AuthorsQuerejeta Mercader, José Ignacio CSIC ORCID; Egerton-Warburton, L. M.; Allen, Michael F.
KeywordsQuercus agrifolia
Bromus sp.
Soil moisture
Hydraulic lift
Stable isotopes
Soil hyphal length
Arbuscular mycorrhizae
Issue Date2-Feb-2007
CitationSoil Biology and Biochemistry 39(2): 409-417 (2007)
AbstractMany studies have shown that the total abundance of hyphae in the soil covaries seasonally with soil moisture.

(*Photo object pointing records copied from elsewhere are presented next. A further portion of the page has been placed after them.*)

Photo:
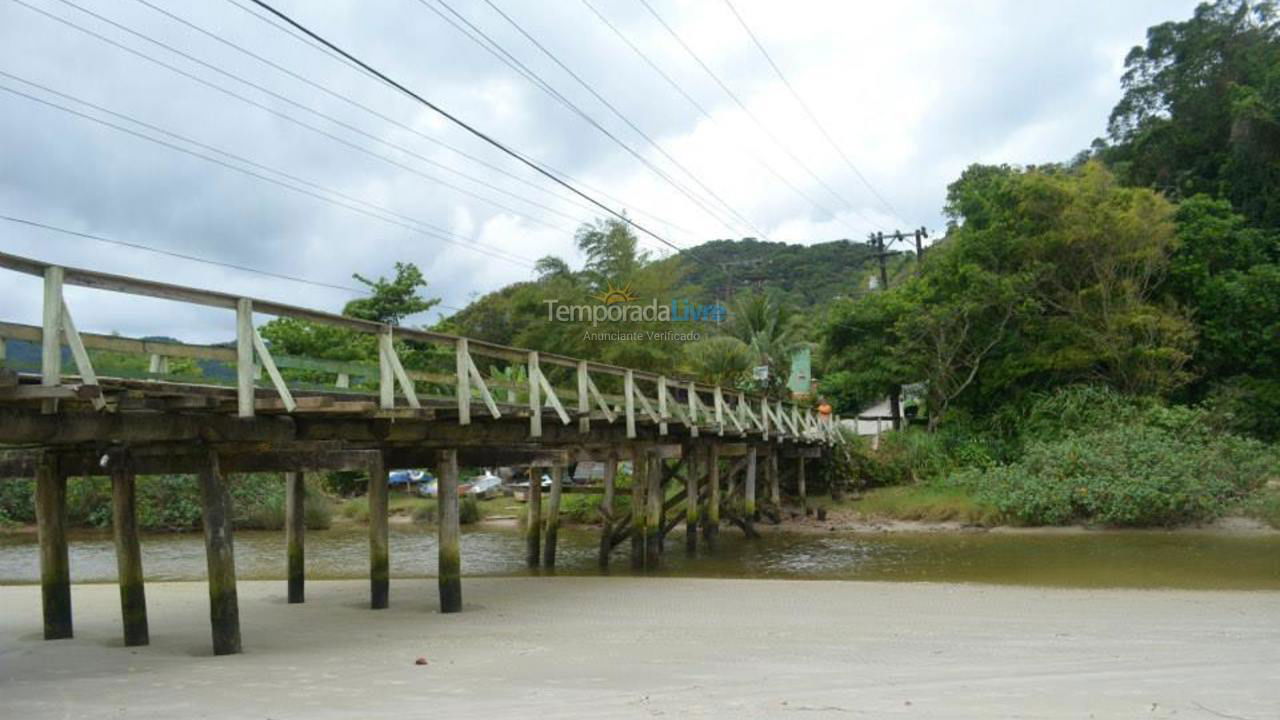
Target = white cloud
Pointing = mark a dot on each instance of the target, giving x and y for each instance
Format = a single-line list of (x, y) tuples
[(912, 91)]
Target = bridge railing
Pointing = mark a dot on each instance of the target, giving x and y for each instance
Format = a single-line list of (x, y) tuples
[(520, 381)]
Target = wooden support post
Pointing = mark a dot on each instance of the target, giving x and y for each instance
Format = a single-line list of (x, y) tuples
[(662, 405), (534, 520), (462, 355), (128, 551), (639, 487), (553, 518), (50, 340), (379, 551), (220, 557), (654, 519), (451, 534), (629, 392), (55, 577), (385, 373), (775, 481), (800, 488), (245, 369), (535, 400), (295, 533), (711, 520), (691, 470), (611, 469), (584, 399)]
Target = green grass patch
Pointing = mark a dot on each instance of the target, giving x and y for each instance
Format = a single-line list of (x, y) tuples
[(924, 504), (1264, 505)]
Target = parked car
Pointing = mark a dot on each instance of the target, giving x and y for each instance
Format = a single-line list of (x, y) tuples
[(407, 478), (484, 486)]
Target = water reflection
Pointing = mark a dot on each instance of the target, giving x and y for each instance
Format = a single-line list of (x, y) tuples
[(1115, 559)]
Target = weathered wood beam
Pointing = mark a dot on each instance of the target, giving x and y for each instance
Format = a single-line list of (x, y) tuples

We investigated the extent to which soil hyphal abundance varies as a function of depth and moisture availability within the soil profile during the dry season, and determined whether soil moisture compensation via hydraulic lift (HL) buffers rhizosphere fungi from the effects of severe soil drying. We measured soil water potential, isotopic composition of soil water and total hyphal length in a California coast live oak stand and adjacent grassland at the beginning and end of the 5-month summer drought period. Throughout the summer, oaks maintained predawn water potential values (−0.4±0.1 MPa) that were significantly above those recorded in the 0–200 cm soil depth interval, strongly suggesting root access to groundwater. Direct evaporation of soil water was much more intense and affected deeper layers of the profile in the grassland compared to the oak stand, as indicated by extremely negative water potential values and very enriched isotopic composition of soil water near the surface. Significantly higher soil water potential and less isotopically enriched soil water at 15–40 cm depth in the oak stand were consistent with oak root exudation of isotopically depleted groundwater or deep soil water not exposed to evaporation. Hyphal length in the soil profile declined markedly during the summer drought period in the grassland, particularly in upper layers (41–75% decrease at 0–40 cm depth), indicating rapid turnover of the arbuscular mycorrhizae (AMF) dominated hyphal carbon pool after grass senescence. By contrast, soil hyphal length in the ectomycorrhizal (EM)/AM oak stand remained remarkably constant throughout the summer drought period, with the only exception of the topsoil layer exposed to direct evaporation (49% decrease at 5 cm depth). The sustained exudation of water from roots to soil through HL may have buffered rhizosphere hyphae against the negative effects of extreme soil desiccation in the oak stand. These data suggest that HL by deep-rooted trees may influence the biogeochemical cycling of carbon and nutrients in seasonally dry ecosystems through effects on rhizosphere fungi.